One day in February 2014, the Dungs had Ching arrested and prosecuted for violating the TRO by stopping at the top of the driveway to take a photo of an alleged obstruction of the easement. The charge was later dismissed. Another time she was arrested for honking her horn in what Annette Dung said was a harassing manner, and eventually paid a $10 fine.

On yet another occasion, Ching was washing her car in her yard when Denby and Darah Dung called the police, alleging she had intentionally sprayed them with water on the other side of the wall. Ching was arrested and charged with two counts of harassment.

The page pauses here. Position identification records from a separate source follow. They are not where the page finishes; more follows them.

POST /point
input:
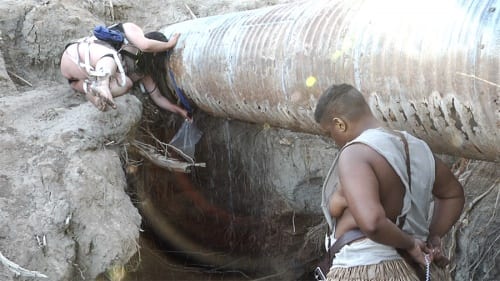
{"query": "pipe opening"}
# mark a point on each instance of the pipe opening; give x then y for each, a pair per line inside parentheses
(223, 221)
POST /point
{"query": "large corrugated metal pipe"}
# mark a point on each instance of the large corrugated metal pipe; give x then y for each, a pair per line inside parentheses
(429, 67)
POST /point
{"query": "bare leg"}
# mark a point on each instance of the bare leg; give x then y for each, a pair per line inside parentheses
(116, 89)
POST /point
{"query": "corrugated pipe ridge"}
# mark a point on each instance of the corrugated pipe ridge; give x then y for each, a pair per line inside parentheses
(428, 67)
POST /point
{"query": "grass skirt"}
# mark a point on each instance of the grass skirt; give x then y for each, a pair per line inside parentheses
(393, 270)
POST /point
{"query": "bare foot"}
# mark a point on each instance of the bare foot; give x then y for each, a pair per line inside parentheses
(97, 101)
(104, 93)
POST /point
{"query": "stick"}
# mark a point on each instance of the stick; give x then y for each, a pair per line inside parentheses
(18, 270)
(164, 162)
(480, 79)
(191, 12)
(20, 78)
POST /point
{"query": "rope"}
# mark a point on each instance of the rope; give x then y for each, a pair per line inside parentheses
(427, 268)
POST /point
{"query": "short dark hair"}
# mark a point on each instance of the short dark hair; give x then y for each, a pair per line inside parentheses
(156, 35)
(343, 100)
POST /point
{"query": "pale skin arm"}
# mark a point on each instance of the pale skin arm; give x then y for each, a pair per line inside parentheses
(160, 100)
(135, 35)
(361, 190)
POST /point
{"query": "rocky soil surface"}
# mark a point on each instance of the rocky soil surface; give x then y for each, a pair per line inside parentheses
(65, 209)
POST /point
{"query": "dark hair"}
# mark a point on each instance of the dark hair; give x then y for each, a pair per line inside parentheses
(155, 65)
(342, 100)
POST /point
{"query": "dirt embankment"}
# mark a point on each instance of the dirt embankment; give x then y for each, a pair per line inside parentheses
(64, 208)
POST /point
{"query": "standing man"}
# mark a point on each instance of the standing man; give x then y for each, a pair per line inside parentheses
(383, 184)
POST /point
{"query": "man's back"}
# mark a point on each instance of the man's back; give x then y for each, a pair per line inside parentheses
(379, 158)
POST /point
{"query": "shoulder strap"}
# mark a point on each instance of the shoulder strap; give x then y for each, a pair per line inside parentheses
(408, 171)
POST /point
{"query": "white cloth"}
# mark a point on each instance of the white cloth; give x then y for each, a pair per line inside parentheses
(416, 203)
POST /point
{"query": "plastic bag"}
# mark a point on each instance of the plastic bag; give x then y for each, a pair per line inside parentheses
(186, 138)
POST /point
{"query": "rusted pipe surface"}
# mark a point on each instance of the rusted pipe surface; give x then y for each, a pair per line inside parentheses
(428, 67)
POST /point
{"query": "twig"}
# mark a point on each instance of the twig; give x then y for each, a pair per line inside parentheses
(190, 11)
(480, 79)
(20, 78)
(465, 214)
(165, 146)
(18, 270)
(148, 152)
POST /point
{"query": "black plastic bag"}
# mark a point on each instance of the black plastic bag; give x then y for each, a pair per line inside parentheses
(186, 138)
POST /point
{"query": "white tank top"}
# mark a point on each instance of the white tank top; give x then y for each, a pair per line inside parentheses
(417, 203)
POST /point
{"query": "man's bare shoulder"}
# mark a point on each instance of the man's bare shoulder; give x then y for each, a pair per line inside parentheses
(359, 152)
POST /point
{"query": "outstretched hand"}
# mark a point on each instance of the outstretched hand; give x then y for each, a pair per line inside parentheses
(175, 38)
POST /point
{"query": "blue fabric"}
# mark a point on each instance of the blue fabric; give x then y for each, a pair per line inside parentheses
(103, 33)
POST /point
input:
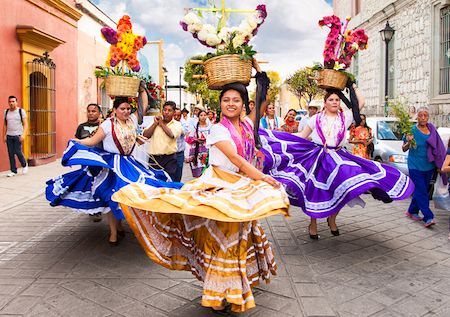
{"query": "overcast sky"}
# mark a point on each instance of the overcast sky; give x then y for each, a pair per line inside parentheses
(290, 37)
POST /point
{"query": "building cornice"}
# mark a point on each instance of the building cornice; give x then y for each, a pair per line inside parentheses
(65, 8)
(383, 14)
(31, 37)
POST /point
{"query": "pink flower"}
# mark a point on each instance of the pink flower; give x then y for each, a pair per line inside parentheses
(328, 20)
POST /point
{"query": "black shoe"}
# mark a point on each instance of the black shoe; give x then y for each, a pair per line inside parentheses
(223, 312)
(313, 236)
(114, 243)
(334, 233)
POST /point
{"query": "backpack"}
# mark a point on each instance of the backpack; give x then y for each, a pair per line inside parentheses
(20, 113)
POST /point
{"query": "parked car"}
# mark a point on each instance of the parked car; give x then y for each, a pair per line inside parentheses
(387, 135)
(300, 114)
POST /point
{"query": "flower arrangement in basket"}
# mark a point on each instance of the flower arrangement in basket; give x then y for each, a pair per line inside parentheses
(232, 61)
(340, 47)
(122, 62)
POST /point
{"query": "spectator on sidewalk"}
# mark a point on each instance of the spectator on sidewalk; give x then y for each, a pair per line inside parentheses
(164, 133)
(14, 130)
(90, 127)
(423, 158)
(87, 130)
(181, 144)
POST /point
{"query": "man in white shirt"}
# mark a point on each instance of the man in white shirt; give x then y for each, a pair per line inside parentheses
(181, 145)
(14, 130)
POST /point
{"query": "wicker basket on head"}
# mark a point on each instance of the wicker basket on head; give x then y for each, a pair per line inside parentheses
(122, 86)
(329, 78)
(226, 69)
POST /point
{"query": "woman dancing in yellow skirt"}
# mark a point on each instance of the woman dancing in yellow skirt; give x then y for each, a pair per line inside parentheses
(210, 226)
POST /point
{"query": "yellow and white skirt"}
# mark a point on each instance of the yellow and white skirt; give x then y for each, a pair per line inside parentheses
(209, 227)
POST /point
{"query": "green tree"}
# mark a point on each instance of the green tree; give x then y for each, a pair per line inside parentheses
(301, 85)
(198, 85)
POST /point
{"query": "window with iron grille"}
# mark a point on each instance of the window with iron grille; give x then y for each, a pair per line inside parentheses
(42, 113)
(444, 67)
(391, 67)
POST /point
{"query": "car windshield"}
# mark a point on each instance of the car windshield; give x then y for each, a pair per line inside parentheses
(389, 130)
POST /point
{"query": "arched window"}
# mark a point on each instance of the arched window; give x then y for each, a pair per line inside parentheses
(42, 116)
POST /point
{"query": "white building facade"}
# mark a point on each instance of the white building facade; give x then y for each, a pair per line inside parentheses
(418, 54)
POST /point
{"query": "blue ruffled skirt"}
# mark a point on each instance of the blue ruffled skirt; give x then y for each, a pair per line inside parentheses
(322, 181)
(89, 189)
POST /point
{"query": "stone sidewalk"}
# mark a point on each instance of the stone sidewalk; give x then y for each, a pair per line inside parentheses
(55, 262)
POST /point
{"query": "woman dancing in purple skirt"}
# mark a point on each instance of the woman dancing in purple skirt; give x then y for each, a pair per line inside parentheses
(319, 176)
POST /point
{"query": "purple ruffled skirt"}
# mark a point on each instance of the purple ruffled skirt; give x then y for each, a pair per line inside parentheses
(322, 181)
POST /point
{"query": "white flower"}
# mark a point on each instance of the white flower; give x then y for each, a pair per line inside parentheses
(209, 28)
(213, 40)
(190, 18)
(238, 40)
(194, 28)
(224, 33)
(252, 21)
(221, 46)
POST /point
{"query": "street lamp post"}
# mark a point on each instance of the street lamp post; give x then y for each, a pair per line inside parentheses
(386, 35)
(165, 82)
(166, 95)
(181, 71)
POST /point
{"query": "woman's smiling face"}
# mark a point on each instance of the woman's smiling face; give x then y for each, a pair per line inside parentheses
(123, 111)
(231, 104)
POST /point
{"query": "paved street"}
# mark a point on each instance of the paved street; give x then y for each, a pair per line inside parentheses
(56, 262)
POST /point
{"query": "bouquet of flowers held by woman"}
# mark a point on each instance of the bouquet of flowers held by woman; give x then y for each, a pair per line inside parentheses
(232, 60)
(226, 40)
(340, 47)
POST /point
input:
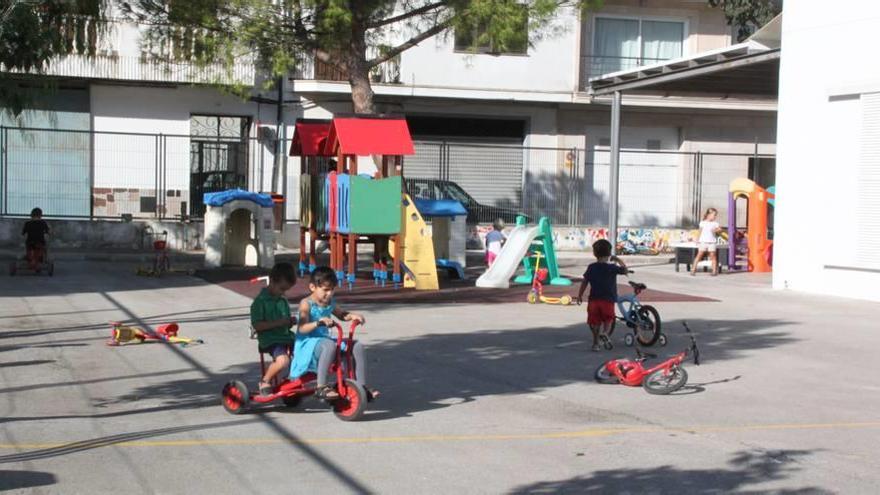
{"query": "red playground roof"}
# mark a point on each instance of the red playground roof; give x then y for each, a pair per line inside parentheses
(309, 137)
(369, 135)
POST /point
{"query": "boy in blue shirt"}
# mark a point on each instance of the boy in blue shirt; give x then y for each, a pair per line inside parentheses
(601, 276)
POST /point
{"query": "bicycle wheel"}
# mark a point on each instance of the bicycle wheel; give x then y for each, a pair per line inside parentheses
(647, 325)
(601, 375)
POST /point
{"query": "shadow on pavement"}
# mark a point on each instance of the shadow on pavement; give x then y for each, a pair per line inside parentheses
(95, 443)
(442, 370)
(745, 468)
(17, 480)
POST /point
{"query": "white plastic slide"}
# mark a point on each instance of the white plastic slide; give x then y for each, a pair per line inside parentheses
(517, 245)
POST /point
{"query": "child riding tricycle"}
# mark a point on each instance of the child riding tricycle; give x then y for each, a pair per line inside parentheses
(352, 400)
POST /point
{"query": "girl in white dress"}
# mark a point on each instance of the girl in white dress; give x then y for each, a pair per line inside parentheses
(707, 243)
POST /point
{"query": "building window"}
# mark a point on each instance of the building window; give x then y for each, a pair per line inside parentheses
(218, 156)
(480, 39)
(623, 44)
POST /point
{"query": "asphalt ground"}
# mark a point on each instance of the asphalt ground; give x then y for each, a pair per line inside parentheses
(478, 397)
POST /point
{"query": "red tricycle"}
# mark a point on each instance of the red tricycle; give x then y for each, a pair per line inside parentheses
(662, 379)
(36, 259)
(352, 400)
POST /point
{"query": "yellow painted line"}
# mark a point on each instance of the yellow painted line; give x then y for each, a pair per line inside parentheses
(442, 438)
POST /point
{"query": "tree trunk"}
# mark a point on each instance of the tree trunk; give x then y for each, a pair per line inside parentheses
(359, 71)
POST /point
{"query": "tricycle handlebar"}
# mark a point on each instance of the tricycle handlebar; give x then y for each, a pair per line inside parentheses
(340, 331)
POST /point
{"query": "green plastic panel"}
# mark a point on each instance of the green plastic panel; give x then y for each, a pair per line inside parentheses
(376, 205)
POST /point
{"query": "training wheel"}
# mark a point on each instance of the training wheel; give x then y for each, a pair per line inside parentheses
(235, 397)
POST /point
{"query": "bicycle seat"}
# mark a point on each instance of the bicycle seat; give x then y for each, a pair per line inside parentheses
(638, 286)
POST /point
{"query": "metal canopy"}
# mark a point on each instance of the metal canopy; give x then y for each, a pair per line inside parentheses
(738, 70)
(749, 69)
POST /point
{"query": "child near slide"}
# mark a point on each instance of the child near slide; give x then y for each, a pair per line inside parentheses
(495, 240)
(601, 276)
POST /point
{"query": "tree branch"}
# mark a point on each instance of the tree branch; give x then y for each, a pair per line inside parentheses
(415, 40)
(406, 15)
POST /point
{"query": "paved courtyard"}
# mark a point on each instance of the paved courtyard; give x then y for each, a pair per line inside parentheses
(477, 397)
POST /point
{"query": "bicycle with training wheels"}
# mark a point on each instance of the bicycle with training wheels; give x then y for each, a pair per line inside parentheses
(642, 319)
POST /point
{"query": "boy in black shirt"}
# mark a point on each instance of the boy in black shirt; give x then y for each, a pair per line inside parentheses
(35, 231)
(602, 279)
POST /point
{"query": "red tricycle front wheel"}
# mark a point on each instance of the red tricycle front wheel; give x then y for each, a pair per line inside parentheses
(352, 404)
(235, 397)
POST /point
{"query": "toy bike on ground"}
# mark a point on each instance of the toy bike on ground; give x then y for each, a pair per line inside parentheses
(352, 400)
(662, 379)
(537, 292)
(36, 260)
(642, 319)
(123, 334)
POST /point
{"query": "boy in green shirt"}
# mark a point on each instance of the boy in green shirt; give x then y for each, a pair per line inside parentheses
(270, 317)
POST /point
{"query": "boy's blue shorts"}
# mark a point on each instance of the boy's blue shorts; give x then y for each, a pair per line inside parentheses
(276, 350)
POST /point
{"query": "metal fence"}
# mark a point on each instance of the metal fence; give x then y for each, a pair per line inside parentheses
(87, 174)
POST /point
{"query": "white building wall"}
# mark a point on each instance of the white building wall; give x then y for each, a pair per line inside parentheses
(822, 168)
(549, 66)
(126, 120)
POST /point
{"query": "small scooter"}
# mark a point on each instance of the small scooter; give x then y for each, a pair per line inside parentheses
(352, 400)
(537, 292)
(123, 334)
(662, 379)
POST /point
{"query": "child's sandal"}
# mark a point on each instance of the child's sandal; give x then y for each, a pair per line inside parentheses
(265, 388)
(327, 393)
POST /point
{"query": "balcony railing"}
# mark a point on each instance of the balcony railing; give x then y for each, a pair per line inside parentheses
(309, 67)
(598, 65)
(145, 68)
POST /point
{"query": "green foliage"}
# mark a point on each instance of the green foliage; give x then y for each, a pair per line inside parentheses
(34, 33)
(277, 32)
(748, 15)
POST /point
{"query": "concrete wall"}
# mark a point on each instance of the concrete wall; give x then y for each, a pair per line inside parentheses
(658, 239)
(549, 66)
(553, 61)
(126, 164)
(826, 228)
(706, 27)
(100, 234)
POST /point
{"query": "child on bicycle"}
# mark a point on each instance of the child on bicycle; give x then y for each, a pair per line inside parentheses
(35, 231)
(601, 276)
(270, 318)
(315, 348)
(495, 240)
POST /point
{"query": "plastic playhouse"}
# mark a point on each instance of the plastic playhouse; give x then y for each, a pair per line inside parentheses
(448, 231)
(238, 229)
(525, 244)
(750, 247)
(351, 191)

That case eventually went to trial and she was acquitted.

Denby Dung called police one night because Ching had come outside with a flashlight, and Dung said the bright light hurt her eyes.

Ching, meanwhile, says she and her guests were subjected to humiliating comments by the Dung family, who allegedly would loudly comment on her sex life, accusing her of having “multiple sexual partners,” or male friends.

Some of these comments were repeated by the Dung Sisters on Facebook.

“Ever since she’s moved in she’s had so many men going up and down our driveway,” one sister wrote on the public Facebook page. “On this morning the guy driving her is not the same one she returned with later that night.”

The jury was apparently not amused, ruling that these and related comments by Denby, Darah, and Annette Dung defamed Ching and caused legal damages.

The jury ruled that “malicious prosecution” also damaged Ching, referring to the complaints that led to arrests and court action. And then there was the finding of a “civil conspiracy” by the Dung family against Ching.

In the end, the jury awarded Ching $500,000 in general damages, $100,000 in punitive damages, and $16,600 in special damages, court records show.

Oh, and that disputed easement? The jury ruled that Ching indeed has the legal right to use the driveway easement for both pedestrian and vehicle access, and right to the easement had never been abandoned.

Meanwhile, it seems likely the craziness will continue. If the past course of the dispute is any indication, this judgment is likely to be appealed, and the cost to the parties, and to the public, will continue to mount.